SPACs4 Mar 2021 19:22
Interesting article in today's Times about "special purpose acquisition companies" (Spacs). They comprised one half of all stock market listings in the US last year. More than 421 have been listed globally since the start of the year, raising $127bn, of which 405 were in the US. None in London. Are we missing out? I doubt it. They typically appear at the height of bubbles, when the appetite for shares is insatiable.
Stock markets are close to record highs, stock valuations on many metrics are close to levels seen in 2008. Well, you can stuff your Spacs because I'm sticking with oil which is the opposite of the above.
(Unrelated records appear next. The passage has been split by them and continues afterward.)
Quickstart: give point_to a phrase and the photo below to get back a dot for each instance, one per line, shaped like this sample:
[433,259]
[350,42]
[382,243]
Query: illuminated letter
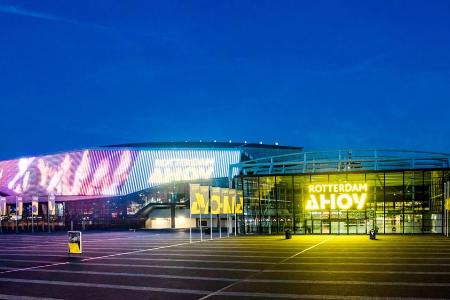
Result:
[348,187]
[363,187]
[361,201]
[341,199]
[312,203]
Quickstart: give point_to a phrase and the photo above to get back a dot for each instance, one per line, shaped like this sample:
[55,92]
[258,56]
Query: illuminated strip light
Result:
[153,167]
[110,172]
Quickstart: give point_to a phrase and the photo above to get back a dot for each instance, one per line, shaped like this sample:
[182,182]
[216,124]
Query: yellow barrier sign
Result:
[337,196]
[75,245]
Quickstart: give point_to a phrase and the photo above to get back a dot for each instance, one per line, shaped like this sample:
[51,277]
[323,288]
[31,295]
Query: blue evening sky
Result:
[319,74]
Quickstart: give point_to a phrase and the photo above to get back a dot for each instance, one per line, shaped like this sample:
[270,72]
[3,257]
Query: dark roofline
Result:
[200,145]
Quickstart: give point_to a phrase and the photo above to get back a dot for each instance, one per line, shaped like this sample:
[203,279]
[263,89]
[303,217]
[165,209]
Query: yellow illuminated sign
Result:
[337,196]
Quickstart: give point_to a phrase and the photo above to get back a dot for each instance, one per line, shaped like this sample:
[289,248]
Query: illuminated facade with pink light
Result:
[119,185]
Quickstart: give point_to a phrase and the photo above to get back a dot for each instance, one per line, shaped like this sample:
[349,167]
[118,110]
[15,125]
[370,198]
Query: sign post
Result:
[75,244]
[19,211]
[215,207]
[51,209]
[2,211]
[34,209]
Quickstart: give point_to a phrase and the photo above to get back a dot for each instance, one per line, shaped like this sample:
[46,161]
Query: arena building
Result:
[346,192]
[144,185]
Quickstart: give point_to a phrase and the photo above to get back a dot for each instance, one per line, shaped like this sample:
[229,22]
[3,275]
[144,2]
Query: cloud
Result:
[14,10]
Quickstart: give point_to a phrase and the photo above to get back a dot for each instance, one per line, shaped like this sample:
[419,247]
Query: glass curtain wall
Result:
[400,202]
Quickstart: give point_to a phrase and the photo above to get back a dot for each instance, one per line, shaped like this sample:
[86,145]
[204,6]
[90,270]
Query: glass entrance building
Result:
[345,192]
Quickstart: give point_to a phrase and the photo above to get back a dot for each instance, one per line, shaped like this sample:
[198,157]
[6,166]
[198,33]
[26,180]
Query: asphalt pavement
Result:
[158,265]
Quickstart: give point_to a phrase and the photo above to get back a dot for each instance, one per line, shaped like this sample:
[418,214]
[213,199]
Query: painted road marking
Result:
[259,272]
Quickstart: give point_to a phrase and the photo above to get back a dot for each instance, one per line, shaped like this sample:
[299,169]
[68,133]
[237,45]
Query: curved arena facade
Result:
[129,185]
[346,192]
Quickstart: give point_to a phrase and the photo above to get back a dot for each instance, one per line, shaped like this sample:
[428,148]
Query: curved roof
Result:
[345,160]
[201,145]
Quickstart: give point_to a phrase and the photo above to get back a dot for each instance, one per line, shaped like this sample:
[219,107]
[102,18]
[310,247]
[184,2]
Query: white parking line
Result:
[255,274]
[106,286]
[92,258]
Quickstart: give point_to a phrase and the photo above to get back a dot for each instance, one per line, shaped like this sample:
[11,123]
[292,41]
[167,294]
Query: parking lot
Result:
[150,265]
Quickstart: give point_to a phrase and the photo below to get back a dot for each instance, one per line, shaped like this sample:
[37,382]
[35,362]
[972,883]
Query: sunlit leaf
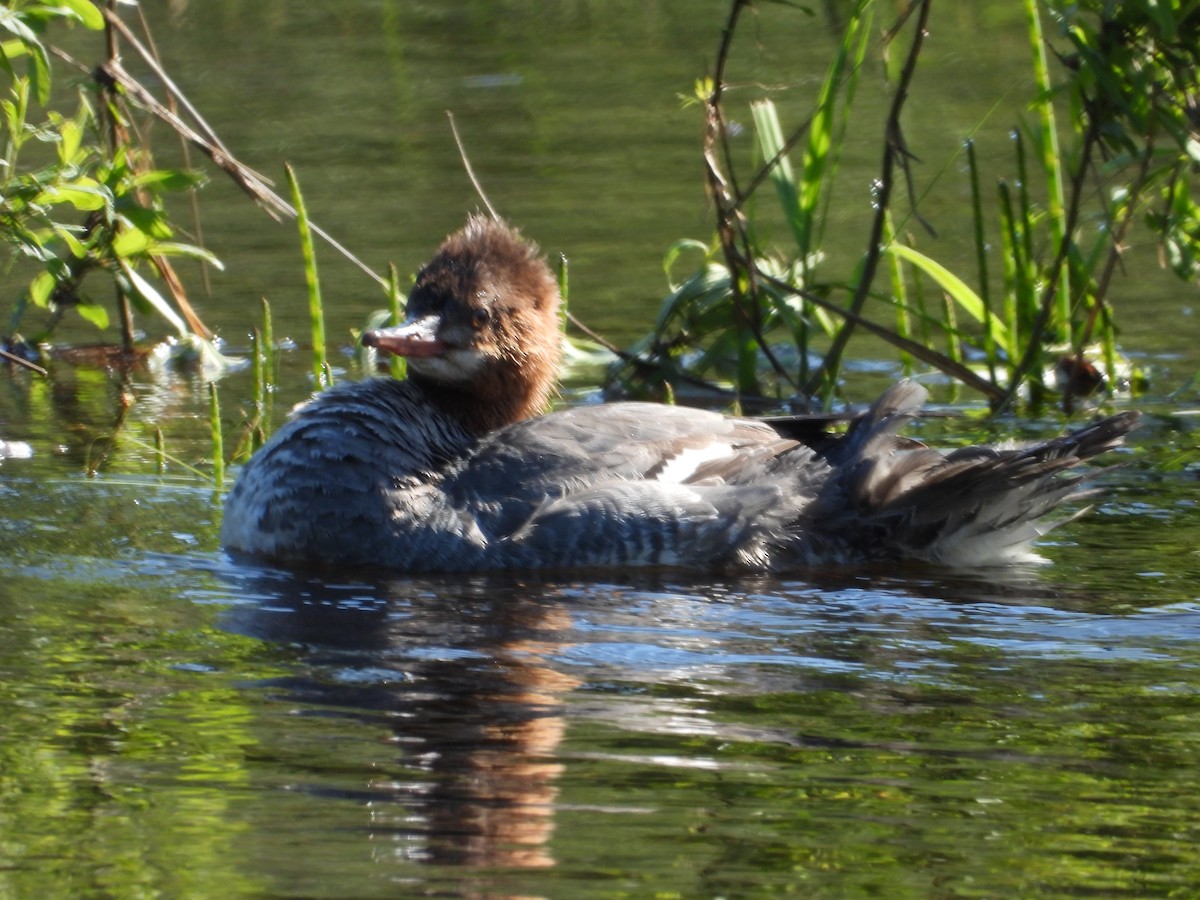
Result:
[147,292]
[95,313]
[73,244]
[955,287]
[84,195]
[131,243]
[169,249]
[87,12]
[149,221]
[41,288]
[169,179]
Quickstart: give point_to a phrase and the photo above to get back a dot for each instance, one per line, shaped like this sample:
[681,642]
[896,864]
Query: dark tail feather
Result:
[973,507]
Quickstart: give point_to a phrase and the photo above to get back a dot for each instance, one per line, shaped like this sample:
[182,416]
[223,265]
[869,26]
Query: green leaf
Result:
[95,313]
[955,287]
[73,244]
[131,243]
[169,249]
[147,292]
[41,288]
[83,193]
[169,179]
[87,12]
[149,221]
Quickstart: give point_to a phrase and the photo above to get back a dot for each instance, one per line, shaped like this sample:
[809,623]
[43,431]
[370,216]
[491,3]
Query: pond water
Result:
[175,724]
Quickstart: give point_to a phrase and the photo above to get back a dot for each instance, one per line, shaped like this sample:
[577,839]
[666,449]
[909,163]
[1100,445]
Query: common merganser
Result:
[455,469]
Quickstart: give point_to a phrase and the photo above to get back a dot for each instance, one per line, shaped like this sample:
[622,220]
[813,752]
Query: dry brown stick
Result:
[893,144]
[471,172]
[22,361]
[250,181]
[927,354]
[727,198]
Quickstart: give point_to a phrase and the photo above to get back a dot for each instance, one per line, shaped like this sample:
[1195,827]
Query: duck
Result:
[459,468]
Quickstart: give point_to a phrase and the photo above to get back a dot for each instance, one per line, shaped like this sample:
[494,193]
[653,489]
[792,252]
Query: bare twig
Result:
[893,147]
[22,361]
[730,221]
[471,172]
[927,354]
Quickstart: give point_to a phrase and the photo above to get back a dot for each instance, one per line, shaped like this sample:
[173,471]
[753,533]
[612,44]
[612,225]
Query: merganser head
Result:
[481,333]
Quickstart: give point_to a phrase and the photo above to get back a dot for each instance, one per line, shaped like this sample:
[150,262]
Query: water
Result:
[174,724]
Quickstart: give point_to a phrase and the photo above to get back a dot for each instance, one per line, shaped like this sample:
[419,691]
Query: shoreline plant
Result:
[1108,142]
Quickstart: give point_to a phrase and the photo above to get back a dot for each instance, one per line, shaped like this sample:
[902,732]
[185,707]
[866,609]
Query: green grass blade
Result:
[322,373]
[1051,165]
[958,289]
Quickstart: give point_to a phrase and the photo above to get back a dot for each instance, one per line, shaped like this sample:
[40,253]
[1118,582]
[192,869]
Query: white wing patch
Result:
[687,462]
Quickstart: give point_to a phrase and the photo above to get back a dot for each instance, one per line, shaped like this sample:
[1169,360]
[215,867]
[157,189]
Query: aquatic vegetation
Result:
[1036,313]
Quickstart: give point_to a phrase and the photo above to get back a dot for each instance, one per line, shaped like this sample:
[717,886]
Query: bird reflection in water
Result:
[463,675]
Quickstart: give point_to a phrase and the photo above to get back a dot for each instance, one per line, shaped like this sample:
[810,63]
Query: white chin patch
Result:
[451,367]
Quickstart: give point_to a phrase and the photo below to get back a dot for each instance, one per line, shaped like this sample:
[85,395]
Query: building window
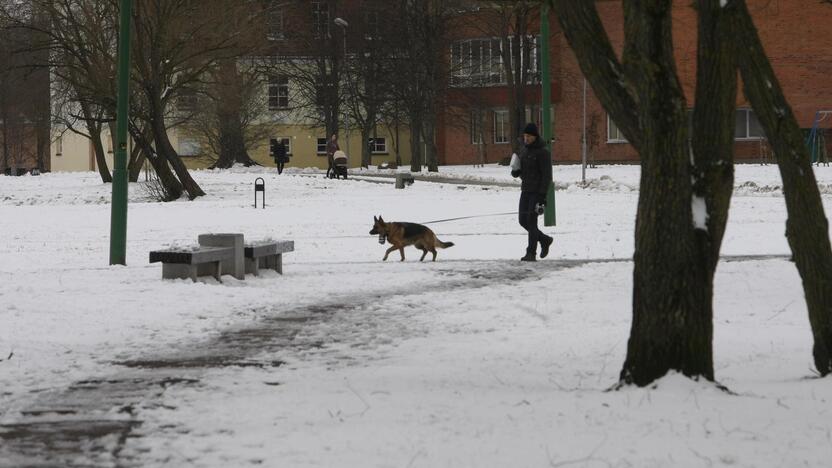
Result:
[479,62]
[287,142]
[320,19]
[501,125]
[614,135]
[371,24]
[378,145]
[188,147]
[278,92]
[276,23]
[476,127]
[747,126]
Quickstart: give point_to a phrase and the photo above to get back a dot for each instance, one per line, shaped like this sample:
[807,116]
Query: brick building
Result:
[24,105]
[795,34]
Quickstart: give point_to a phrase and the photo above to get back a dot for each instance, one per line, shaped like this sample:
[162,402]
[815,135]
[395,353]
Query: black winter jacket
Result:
[535,168]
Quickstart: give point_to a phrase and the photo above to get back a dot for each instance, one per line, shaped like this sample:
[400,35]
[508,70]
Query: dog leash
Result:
[470,217]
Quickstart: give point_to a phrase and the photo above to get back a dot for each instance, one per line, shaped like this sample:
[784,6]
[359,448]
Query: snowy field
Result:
[477,360]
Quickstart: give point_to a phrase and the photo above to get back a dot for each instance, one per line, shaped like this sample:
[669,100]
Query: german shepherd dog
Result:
[400,235]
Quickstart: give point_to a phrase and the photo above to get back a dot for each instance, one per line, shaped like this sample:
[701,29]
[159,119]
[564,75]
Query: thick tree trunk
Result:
[671,327]
[166,151]
[137,158]
[94,129]
[431,156]
[229,111]
[100,155]
[232,142]
[134,167]
[366,155]
[415,143]
[586,35]
[713,124]
[807,228]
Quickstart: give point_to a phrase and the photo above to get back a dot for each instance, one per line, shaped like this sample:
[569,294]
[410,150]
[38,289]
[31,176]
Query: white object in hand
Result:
[515,162]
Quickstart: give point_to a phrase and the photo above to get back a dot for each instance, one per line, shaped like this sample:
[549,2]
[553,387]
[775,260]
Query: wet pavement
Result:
[88,423]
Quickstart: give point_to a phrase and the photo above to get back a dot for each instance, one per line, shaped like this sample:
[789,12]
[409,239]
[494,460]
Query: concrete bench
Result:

The last time the UK messed with spacs was around a decade ago when Nat Rothschild used a Spac to engineer the reverse takeover of Bumi, an Indonesian company. It didn't end well.
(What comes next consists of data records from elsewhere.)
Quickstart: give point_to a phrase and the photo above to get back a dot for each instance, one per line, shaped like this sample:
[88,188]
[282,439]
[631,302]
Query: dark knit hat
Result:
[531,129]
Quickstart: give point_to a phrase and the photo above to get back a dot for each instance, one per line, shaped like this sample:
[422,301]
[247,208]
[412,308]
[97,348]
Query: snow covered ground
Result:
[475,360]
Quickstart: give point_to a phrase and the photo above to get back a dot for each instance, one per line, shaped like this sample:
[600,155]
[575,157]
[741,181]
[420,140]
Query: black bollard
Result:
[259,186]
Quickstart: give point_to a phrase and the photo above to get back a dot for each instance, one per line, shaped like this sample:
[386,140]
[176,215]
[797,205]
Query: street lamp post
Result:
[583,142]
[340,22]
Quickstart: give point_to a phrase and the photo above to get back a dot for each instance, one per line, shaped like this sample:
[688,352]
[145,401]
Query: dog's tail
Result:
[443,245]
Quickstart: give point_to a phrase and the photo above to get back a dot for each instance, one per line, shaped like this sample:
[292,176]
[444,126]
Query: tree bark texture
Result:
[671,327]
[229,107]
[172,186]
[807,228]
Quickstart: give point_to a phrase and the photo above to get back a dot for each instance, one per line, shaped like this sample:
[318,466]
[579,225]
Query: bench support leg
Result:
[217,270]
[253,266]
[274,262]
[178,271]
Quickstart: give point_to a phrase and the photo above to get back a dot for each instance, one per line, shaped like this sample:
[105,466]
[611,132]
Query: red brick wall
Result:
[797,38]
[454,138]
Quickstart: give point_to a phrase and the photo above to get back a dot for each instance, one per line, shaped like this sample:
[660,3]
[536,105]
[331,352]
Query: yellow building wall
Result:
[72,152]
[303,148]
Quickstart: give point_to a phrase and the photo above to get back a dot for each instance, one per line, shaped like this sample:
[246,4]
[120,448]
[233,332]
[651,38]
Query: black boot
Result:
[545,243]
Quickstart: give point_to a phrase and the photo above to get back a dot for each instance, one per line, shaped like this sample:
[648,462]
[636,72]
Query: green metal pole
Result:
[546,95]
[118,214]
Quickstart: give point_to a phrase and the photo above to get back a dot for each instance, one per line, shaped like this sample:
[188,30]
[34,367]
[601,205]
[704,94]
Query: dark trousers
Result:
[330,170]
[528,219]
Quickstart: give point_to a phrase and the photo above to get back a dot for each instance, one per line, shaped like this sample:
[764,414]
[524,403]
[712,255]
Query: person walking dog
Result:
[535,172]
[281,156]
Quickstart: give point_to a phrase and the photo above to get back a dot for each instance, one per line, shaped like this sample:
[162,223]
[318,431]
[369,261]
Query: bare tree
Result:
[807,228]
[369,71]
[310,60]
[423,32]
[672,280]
The deepest pool of capital and investor expertise is in the US, mainly in fintech and clean technology. They will be looking to spend their winnings and the UK is particularly weak due to Brexit and EU share dealing moving to Amsterdam. The US Spacs will probably go there first (Europe) but I fancy they're heading our way eventually.
Charlie Munger, no fan of Spacs said last week: "The investment banking profession will sell sh*t as long as sh*t can be sold."
Our mousetrap is expensive because it is the best. I doubt AB would let it go cheaply.